As the new managing editor of the Daily Worker in 1934 (see above), one of James Glaser’s first acts was to write a brief announcement of his shift from the New York Times to the Worker. When he picked up the Worker the next day, he was “shocked” to find “a completely different story” announcing that he would write a series of inside stories about graft and corruption on the Times.
Glaser rushed from office to office of party leaders to learn who had been changing the managing editor’s copy. He was finally introduced to “Mr. Edwards, the representative from Moscow,” who explained that the new version was necessary to assure readers that Glaser did not bear the taint of a capitalist paper and was really “tried and true.” Glaser never gave in to the pressure to write such a series, but he saw a lot more of Mr.
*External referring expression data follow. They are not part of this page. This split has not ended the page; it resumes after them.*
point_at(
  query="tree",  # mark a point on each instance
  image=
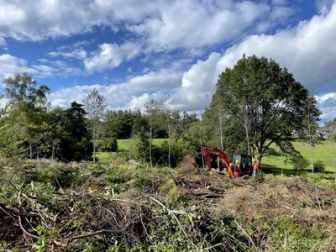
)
(28, 104)
(95, 107)
(263, 105)
(156, 118)
(74, 136)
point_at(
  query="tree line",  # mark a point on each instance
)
(257, 104)
(31, 128)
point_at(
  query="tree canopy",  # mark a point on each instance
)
(262, 104)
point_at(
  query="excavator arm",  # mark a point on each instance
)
(208, 152)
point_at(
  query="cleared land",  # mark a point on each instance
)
(52, 206)
(324, 151)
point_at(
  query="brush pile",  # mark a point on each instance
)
(50, 206)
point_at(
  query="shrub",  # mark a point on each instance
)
(143, 182)
(319, 166)
(299, 163)
(108, 144)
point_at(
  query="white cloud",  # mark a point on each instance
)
(327, 104)
(11, 65)
(110, 56)
(77, 53)
(164, 25)
(190, 24)
(196, 86)
(122, 95)
(307, 51)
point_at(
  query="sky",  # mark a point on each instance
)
(170, 50)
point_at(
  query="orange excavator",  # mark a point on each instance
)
(244, 161)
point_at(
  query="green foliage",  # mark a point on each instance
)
(250, 98)
(170, 190)
(299, 163)
(143, 182)
(318, 166)
(286, 235)
(108, 144)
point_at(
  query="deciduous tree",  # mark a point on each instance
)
(263, 105)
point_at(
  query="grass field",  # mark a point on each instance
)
(324, 151)
(128, 144)
(124, 146)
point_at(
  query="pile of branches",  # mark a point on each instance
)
(71, 218)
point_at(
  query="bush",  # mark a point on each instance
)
(108, 144)
(299, 163)
(319, 166)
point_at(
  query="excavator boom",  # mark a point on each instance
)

Edwards.
He turned out to be Gerhart Eisler, who later became propaganda chief of the Communist East German government.
After working a five-day week on the capitalist Times, Glaser found that Worker workers were laboring six days, so he ordered a five-day week. Eisler vetoed the order. “He told me,” explained Glaser, “that we couldn’t delay the revolution for a day.” It was Eisler who also ran the paper’s editorial policy. Once the foreign editor, then Harry Cannes, turned in a story that revolution was imminent in France. “I hadn’t heard of it,” said Glaser, “and I asked Cannes where it came from.
‘Comrade,’ he said, ‘This is the line.’ ‘Do you mean,’ I said, ‘that you just sat down and dreamed this up on the typewriter?’ He said I shouldn’t talk that way to a comrade.” When Glaser killed the story, Eisler called him on the carpet and told him he “had insufficient political development and still had bourgeois traits.”
Glaser found the Worker as inefficient as it was journalistically dishonest. Once he asked a copyboy for a cut of William Green, the late A.F.L. leader. After much searching, the cut was found filed under “P”—for “prominent labor fakers.”
But the Worker always liked to accommodate its friends. Once a woman representing a Communist front came in to demand a front-page story on a money-raising women’s bazaar—and with a banner headline, too. In his simple bourgeois way, Managing Editor Glaser scoffed: “You can’t have an eight-column line on a bazaar.” But, after Eisler intervened, that was just how the story ran.